La resolución del Tribunal de Arbitraje Deportivo (TAS) no solo confirmó el regreso del sistema, sino que dejó claro que la Federación Mexicana de Fútbol mantendrá el control sobre los requisitos para subir de categoría. Es decir, no basta con ganar en la cancha: también hay que cumplir criterios financieros, administrativos y de infraestructura.
Un regreso con candados
El problema no es el regreso en sí, sino cómo regresa. Durante estos años, la Liga de Expansión se convirtió en un espacio de desarrollo, pero sin el incentivo real de competir por un lugar en Primera División. Ahora, aunque el ascenso vuelve en teoría, los filtros pueden limitar cuántos clubes realmente tendrán acceso.
Esto plantea una pregunta incómoda: ¿es un sistema abierto o una simulación de competencia? Para muchos equipos, la incertidumbre sigue siendo la constante. Invertir sin garantía de ascenso sigue siendo un riesgo difícil de justificar.

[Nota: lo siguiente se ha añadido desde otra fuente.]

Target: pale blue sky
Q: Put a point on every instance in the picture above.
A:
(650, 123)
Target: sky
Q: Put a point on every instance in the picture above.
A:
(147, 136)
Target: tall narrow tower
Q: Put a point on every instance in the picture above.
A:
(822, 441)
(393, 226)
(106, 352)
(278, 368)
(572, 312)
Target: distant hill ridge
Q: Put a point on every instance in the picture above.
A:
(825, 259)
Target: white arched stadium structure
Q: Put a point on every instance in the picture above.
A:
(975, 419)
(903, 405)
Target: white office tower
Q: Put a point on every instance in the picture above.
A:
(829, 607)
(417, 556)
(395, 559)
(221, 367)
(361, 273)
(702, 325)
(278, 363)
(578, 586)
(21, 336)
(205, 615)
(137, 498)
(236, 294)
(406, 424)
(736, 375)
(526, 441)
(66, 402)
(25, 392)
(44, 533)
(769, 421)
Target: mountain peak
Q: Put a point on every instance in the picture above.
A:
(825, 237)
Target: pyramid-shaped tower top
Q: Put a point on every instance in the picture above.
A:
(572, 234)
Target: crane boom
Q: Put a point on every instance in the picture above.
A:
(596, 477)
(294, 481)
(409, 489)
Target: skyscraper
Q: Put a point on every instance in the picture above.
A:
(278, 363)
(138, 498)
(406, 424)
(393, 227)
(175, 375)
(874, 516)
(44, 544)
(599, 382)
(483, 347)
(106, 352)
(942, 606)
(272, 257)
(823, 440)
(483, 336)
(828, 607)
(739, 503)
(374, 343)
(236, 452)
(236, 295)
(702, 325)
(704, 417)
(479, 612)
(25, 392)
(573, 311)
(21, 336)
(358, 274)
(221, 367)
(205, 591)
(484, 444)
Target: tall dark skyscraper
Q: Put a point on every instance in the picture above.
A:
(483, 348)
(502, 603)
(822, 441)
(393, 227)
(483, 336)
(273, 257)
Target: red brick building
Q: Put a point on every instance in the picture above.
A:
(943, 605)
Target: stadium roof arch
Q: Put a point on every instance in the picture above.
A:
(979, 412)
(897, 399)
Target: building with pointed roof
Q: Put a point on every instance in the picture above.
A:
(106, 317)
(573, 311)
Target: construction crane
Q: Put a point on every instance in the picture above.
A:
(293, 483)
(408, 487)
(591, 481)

Impacto deportivo y estructural
En la Liga MX, el regreso del descenso implica recuperar una presión que había desaparecido. Equipos que antes navegaban sin consecuencias ahora tendrán que volver a mirar la tabla con preocupación. Esto podría elevar el nivel competitivo, pero también exponer debilidades estructurales que se maquillaron durante años.
En la división de plata, el cambio es más profundo. El incentivo deportivo vuelve, pero condicionado. El desarrollo de talento, la inversión en fuerzas básicas y la estabilidad financiera dependerán de que el sistema funcione de manera transparente, algo que históricamente ha sido cuestionado.
Más que un cambio de formato
El regreso del ascenso no es solo una decisión deportiva: es un ajuste al modelo de negocio del fútbol mexicano. Durante años, la liga operó como un ecosistema cerrado. Ahora, intenta reabrirse sin perder el control.
El reto no está en reinstalar el sistema, sino en hacerlo creíble. Porque sin movilidad real, el ascenso deja de ser un premio y el descenso pierde su peso. Y en ese equilibrio —entre competencia y control— se juega el verdadero futuro de la Liga MX.